Even the stars declared God's glory to me. The midnight blue expanse of sky stretched from peak to peak. With few city lights to fade them, the stars twinkled so close I could almost reach out and trace the constellations.  

In my early teens I heard a song that was made popular by the singing of George Beverly Shea in the worldwide crusades of Evangelist Billy Graham: "How Great Thou Art." That song spoke to me, and I began to sing it as a solo. Now, it may be one of the best known and well-loved hymns of all time.

Yellowstone Canyon
Courtesy Google.com
As a young adult, I visited Yellowstone National Park on a Sunday morning. Standing on the rim looking down into Yellowstone Canyon with the river flowing from its Lower Falls, I felt the breeze lift my hair. As I listened to birds twitter and the roar of the falls, I was reminded of the second verse of "How Great Thou Art," and I burst out singing all four verses at the top of my lungs across that vast canyon. That song still brings me to tears fifty years later.
Another song I learned when I was in high school and was first introduced to the theory of evolution was "How Big Is God." It was written by country-western singer and song-writer, Stuart Hamblen. His father was a preacher, but Stuart turned his back on Christianity. He became a hard-drinking, foul-talking cowboy actor. But his wife Suzie was a believer. When Billy Graham did a series of meetings in Los Angeles in 1949, Suzie encouraged Hamblen to attend. 

He did, and the message of the gospel so stirred his heart that he was unable to sleep that night, thinking about his sinful life, and where he was heading in the end. About four in the morning, he called the hotel where the Graham team was staying and asked to see Dr. Graham. He arrived at the hotel an hour later and made a decision to trust Christ as his Saviour.

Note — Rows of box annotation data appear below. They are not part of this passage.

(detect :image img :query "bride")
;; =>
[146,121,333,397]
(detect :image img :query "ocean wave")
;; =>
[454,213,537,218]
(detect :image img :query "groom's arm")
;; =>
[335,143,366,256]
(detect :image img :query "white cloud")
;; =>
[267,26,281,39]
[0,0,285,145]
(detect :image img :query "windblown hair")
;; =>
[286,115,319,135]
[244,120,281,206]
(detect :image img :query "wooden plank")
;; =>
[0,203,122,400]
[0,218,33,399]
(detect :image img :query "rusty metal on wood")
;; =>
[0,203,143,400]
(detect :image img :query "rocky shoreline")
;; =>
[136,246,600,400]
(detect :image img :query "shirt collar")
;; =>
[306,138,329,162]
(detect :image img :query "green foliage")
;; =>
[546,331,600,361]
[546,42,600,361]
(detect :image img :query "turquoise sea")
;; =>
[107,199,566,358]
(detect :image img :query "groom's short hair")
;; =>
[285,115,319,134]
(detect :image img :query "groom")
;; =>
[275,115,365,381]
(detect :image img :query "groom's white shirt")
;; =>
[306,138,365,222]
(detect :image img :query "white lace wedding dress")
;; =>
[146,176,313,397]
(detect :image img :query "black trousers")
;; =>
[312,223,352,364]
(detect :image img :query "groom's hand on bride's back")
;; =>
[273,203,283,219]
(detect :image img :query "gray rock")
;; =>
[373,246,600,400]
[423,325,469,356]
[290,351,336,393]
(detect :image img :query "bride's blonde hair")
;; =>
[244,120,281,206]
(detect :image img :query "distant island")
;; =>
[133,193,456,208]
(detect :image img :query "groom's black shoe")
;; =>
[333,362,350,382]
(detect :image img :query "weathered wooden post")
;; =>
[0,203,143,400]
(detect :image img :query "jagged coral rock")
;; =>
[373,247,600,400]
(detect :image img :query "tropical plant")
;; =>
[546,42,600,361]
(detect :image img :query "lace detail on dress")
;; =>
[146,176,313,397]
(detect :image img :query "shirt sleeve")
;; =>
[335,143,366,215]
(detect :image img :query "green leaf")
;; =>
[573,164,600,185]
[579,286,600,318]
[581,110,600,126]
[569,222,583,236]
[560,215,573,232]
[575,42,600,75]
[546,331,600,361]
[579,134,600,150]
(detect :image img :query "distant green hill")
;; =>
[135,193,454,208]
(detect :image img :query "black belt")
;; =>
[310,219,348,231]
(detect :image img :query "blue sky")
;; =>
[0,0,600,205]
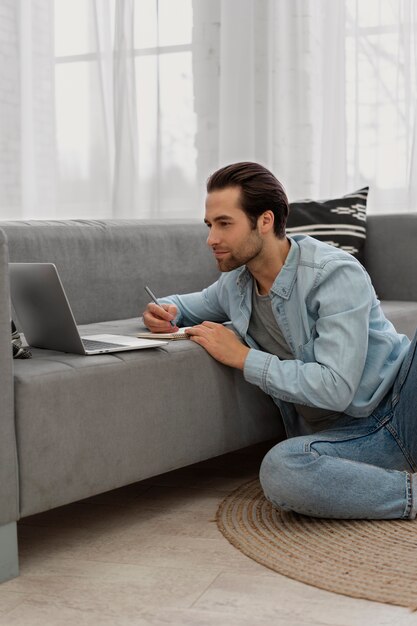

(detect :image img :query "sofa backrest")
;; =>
[0,220,218,324]
[364,212,417,302]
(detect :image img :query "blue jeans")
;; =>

The power of God changed Hamblen's life completely, and he became an effective ambassador for the Lord Jesus. He wrote many gospel songs, such as "It Is No Secret," "This Old House," and "Until Then.". Overwhelmed at what God had done, he wrote a song especially for Billy Graham’s soloist George Beverly Shea to sing, "How Big Is God." The chorus joyfully exclaims:

How big is God!
How big and wide His vast domain!
To try to tell these lips can only start;
He’s big enough to rule His mighty universe,
Yet, small enough to live within my heart.

And these songs became my testimony in response to the theory of evolution.